Já a relação entre as mudanças no mercado de trabalho e a inflação no Brasil é complexa, pois envolve vários fatores. Como vimos, na década de 1990 tivemos uma queda na inflação. Porém, essa queda não se transformou em uma vantagem imediata para os trabalhadores. Toda mudança precisou de tempo para ser convertida em benefícios.
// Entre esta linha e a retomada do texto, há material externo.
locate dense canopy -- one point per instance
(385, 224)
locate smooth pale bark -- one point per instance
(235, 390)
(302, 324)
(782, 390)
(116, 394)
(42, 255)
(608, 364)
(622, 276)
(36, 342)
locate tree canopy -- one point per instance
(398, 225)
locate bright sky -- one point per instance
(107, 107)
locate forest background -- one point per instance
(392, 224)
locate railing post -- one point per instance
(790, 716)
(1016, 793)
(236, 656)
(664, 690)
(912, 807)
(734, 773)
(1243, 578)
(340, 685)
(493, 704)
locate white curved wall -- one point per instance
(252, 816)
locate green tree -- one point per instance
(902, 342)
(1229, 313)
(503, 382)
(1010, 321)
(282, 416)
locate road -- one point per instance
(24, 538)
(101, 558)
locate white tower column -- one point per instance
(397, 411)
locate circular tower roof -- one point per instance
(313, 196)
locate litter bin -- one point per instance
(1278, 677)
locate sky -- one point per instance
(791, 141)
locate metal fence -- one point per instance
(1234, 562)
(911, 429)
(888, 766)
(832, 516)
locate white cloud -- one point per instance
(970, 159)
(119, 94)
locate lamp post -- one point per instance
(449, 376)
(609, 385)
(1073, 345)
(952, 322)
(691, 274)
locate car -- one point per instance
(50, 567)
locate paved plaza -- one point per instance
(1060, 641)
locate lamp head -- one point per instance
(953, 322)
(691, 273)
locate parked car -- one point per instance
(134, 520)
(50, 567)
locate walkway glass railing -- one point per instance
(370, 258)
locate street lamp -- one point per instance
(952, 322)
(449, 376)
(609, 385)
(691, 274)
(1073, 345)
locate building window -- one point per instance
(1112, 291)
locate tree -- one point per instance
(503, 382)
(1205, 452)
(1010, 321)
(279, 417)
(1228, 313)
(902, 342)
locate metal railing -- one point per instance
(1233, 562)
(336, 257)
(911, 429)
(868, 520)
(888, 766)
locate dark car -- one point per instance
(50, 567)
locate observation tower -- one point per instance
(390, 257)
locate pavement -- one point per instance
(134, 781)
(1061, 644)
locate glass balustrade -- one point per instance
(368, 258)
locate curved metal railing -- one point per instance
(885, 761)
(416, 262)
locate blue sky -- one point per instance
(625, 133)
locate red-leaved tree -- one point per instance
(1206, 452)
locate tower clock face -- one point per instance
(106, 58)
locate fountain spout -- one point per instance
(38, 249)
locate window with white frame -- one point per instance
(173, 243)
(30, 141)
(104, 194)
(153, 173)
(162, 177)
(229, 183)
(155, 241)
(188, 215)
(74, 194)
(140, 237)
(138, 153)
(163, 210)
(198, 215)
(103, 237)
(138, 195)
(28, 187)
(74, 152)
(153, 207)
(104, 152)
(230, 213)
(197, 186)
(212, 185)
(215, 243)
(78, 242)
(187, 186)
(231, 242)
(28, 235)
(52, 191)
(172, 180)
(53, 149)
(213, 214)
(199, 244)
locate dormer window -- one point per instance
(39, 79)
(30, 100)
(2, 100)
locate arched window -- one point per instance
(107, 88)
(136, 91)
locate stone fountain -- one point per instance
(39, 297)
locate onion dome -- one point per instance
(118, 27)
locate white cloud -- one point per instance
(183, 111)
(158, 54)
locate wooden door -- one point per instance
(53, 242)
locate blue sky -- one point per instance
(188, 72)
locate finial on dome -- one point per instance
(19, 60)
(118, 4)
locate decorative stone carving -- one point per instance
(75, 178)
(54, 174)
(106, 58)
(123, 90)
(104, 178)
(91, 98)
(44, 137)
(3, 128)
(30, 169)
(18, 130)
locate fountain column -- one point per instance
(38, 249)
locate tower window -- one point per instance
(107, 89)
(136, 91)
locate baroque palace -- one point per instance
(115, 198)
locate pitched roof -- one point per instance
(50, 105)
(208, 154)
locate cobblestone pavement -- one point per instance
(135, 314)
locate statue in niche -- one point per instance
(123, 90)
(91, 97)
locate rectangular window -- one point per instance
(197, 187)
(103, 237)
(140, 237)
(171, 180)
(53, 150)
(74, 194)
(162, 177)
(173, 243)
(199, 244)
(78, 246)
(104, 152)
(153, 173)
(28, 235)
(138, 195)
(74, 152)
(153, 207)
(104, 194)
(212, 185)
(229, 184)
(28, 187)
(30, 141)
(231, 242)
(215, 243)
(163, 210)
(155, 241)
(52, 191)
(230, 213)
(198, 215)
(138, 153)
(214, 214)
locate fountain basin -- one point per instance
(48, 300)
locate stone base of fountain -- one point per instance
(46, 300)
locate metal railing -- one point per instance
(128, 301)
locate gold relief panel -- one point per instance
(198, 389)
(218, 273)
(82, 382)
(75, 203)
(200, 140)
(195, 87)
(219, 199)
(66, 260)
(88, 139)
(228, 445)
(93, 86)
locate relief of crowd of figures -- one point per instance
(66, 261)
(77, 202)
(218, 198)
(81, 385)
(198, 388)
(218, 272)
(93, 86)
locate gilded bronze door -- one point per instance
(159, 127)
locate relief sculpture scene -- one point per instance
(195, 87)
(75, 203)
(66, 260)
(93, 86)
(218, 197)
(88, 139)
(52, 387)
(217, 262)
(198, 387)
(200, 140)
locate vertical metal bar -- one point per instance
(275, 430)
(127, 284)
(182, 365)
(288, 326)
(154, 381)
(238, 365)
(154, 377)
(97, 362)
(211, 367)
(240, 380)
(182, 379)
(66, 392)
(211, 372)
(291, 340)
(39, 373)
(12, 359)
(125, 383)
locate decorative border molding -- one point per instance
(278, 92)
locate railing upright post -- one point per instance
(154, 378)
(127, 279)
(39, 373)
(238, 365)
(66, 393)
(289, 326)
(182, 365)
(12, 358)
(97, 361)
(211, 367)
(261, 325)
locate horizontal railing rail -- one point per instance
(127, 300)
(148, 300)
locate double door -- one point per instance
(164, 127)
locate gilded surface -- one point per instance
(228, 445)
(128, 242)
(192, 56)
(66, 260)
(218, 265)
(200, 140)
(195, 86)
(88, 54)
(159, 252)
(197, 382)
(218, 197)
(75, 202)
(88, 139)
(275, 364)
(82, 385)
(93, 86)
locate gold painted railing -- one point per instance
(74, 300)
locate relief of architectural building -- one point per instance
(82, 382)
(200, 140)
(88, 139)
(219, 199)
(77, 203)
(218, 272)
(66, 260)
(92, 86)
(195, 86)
Desse mesmo modo, a adoção da PEC 6X1 pode trazer vantagens e desvantagens para o brasileiro. Se a princípio ela traz maior qualidade de vida ao trabalhador, ela tende a gerar um aumento da inflação, assim como ocorreu na libertação dos escravos e na criação da CLT.
Entretanto, grandes mudanças impulsionam crescimento e inovação. Assim como, na libertação dos escravos, os senhores de engenho passaram a contratar imigrantes e, com a CLT, o Brasil se modernizou para concorrer no mercado global.
Podemos afirmar, com certeza, que a roda da economia gira em ciclos. Se uma decisão do governo gera algum distúrbio na economia, no futuro o mercado se regula novamente. É fácil ver isso através do entendimento sobre como o governo controla a inflação através da Taxa Selic, e como a bolsa de valores se comporta com altas e baixas dessa taxa (ela tende a cair com a alta da Selic). Essas mudanças são a própria autorregulação do mercado.
Assim, conclui-se que a mudança da jornada de trabalho da PEC 6X1 trará desvantagens e vantagens para os brasileiros. Dentre elas, dificuldades econômicas e avanços que hoje nem podemos imaginar.
Vejo colegas professores que teem seu horário de trabalho de 22:30 h/sem. É raríssimo aquele que nao procura fazer o segundo turno e até o terceiro. O vigia noturno faz 12/36h, a noite, madorna um pouco e durante o dia acha uma capina, uma casa pra pintar, entre outros. E assim vai acontecer: diminui o horário de trabalho, o sujeito vai arrumar trabalho pra aumentar o salário. Só vai funcionar como descanso se houver muita fiscalização.